I have to say, I wish we didn't live in a political climate where we had to constantly consider how we came across to our political opponents. But considering today's political climate, I think we do. You have a point about getting pro-choicers to think more actively, but ultimately, I think your realization won't change much in this debate because of the (religion-fueled) arguments that are often involved, which don't seem to be affected by any sort of sensical, science-based arguments in the first place.

I've actually been thinking a lot about messages in art, as viewed within a particular historical or cultural context. There was a show I covered for the newspaper ~6-7 years ago by Paula Rego, which was considered controversial at the time because it dealt rather frankly with abortion. Her work featured women undergoing self-abortions in stark and rather brutal conditions, but the main thing you noticed about each of the pieces was the agony involved in both the act, the decision, and its aftermath.
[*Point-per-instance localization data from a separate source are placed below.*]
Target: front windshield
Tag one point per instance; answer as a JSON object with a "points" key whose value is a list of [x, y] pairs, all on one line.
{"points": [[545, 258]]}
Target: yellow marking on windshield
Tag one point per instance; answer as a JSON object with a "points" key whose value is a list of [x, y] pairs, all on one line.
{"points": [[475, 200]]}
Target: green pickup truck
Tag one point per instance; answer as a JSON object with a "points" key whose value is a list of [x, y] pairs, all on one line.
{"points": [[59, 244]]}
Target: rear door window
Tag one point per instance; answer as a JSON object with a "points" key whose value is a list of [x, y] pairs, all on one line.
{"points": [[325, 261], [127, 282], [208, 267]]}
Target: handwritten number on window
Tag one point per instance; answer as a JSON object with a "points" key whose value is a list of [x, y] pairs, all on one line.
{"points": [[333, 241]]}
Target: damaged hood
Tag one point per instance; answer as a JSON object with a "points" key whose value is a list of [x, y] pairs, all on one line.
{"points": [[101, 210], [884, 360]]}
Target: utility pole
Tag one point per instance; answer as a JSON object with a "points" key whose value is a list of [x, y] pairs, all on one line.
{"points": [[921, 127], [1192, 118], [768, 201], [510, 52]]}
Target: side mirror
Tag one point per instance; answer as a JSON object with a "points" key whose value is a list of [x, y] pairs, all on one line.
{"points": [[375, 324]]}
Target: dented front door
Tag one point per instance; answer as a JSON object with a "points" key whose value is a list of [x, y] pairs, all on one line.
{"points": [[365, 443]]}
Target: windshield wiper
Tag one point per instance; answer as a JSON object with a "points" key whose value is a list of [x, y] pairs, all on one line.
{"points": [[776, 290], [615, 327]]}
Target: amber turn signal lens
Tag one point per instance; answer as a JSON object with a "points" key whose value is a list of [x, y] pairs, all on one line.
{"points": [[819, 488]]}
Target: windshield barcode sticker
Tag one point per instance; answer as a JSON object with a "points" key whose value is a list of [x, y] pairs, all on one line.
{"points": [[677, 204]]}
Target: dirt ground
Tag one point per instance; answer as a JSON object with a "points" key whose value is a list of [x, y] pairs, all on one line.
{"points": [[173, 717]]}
She was trying to remind us of what we were trying to get rid of when we gave women the right to choose, by showing us that desperation, more than anything else, was involved in the decision, and that it ended up being a matter of one death or two. And I think her message was effective and broadly respected because it illustrated the complexity of the issue so clearly, and painted a clear picture of the emotion involved in the decision, and the potential price (in human terms) taking away the right to choose could exact. It was, in essence, a reminder of the reasons behind the decision in the first place, which the artist felt we needed at the time and which the public was capable of understanding with some thought.

At this particular time, I think the emotional component of the message is key, because it is difficult to even touch upon this issue when the pro-life population is willing to quickly dismiss what they see as cold, unemotional arguments without serious thought. And I think this is what was missing in the media portrayal of Aliza's piece. Perhaps that would have come across in the final show, but I think that's why she's taking so much flak for her work. In this time, in this place, you can't leave that component out without having your audience blinded by their feelings about abortion, miscarriage, etc, and I wonder if this emotional response is really what she intended to evoke? I think it's blinded people to her point, ultimately. If her work was in writing, I think an advisor would ultimately question whether the message she intended people to take away was effectively delivered. I personally think the same question should be asked of art that is meant to prove a point as well.

Perhaps in 20 years we'll be able to look back and see her work as visionary (I do hope so, for the record, because it will mean we have actually moved beyond our current stalemate). I think now, given the current political climate, greater care is necessary to make sure that the questions one poses are clear. I understand that she intended her work to provoke a debate, but I wonder if the debate that's occurring now is actually the one she intended. I think very few people are actually getting the message she tries to clarify in her YDN op-ed, and it makes me wonder why she started all of this with a press release prior to the actual show in the first place?

brett said...

Here is her explanation of the "piece".

I find her writing to be unbelievably obtuse. I think I know what she's trying to express, but her language is so ambiguous that I must project my own assumptions onto her descriptions. Which is an irony considering her described intent of the "piece" is to question ambiguity.

She needs to read Orwell's take on imprecise language.

And I stand corrected on how the pill works. But given Aliza's intent of questioning ambiguity, I think the ambiguity of "knowing" how the pill is working as a contraceptive is in line with that intent.

Yet I don't find the questioning of ambiguity to be a terribly profound concept. Descarte did a damn fine job with that. Frankly, I was disappointed by her explanation of her intent. It seems too general. If her intent had been to specifically question the beginning of human life, I would be more impressed.